Hello I am trying to implement Canonical huffman encoding but i dont understand wiki and google guides, I need explain more abstractly...

I tried this: 1. Get list of regular huffman encoding length's codes. like this:

A - code: 110, length: 3.
B - code: 111, length: 3.
C - code: 10, length 2.
D - code: 01, length 2.
E - code: 00, length 2.

2. I sorting the table by symbol and length like this:

 C - code: 10, length 2. D - code: 01, length 2. E - code: 00, length 2. A - code: 110, length: 3. B - code: 111, length: 3. 

now i dont know how to proceed...

tnx a lot

Answer 1

Throw out the codes you get from the Huffman algorithm. You don't need those. Just keep the lengths.

Now assign the codes based on the lengths and the symbols.

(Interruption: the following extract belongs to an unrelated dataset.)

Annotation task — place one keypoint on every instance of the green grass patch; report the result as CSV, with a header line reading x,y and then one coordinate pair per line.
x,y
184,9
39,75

Sort by length, from shortest to longest, and within each length, sort the symbols in ascending order. (How you do that exactly doesn't matter, so long as every symbol is strictly less than or greater than any other symbol, and the encoder and decoder agree on how to do it.)

So we do the ordering:

C - 2
D - 2
E - 2
A - 3
B - 3

Two's come before three's, and within the 2's, C, D, E are in order, and within the 3's, A, B are in order.

Now we assign the code in integer order within each length, adding a zero bit at the end each time we go up a length:

C - 2 - 00
D - 2 - 01
E - 2 - 10
A - 3 - 110 <- after incrementing to 11, a zero was added to make 110
B - 3 - 111

That is a canonical code.

You could do it other ways if you like and still be canonical, eg counting backwards from 11, so long as the encoder and decoder agree on the approach. The whole point is to only have to transmit the lengths for each symbol from the encoder to the decoder, so as to not have to transmit the codes themselves which take more space.

Answer 2

You should sort symbols by there frequency, so most often would be on top and least often would be on bottom. (Overall frequency - 1):

A (0.5)
B (0.2)
C (0.15)
D (0.15)

Then mark one symbol with 0 and other with 1 , summ there frequencies and insert into proper position in list and again mark two least with 0 and 1 :

A (0.5)      A (0.5)
B (0.2)      C&D (0.3) 0
C (0.15) 0   B (0.2)   1
D (0.15) 1

And again...

A (0.5)      A (0.5)        A (0.5)      0
B (0.2)      C&D (0.3) 0    B&C&D (0.5)  1
C (0.15) 0   B (0.2)   1
D (0.15) 1

Until you obtain last pair. The path, marked by 0 and 1 from tail to symbol would be corresponding Huffman code:

A 0
B 11
C 100
D 101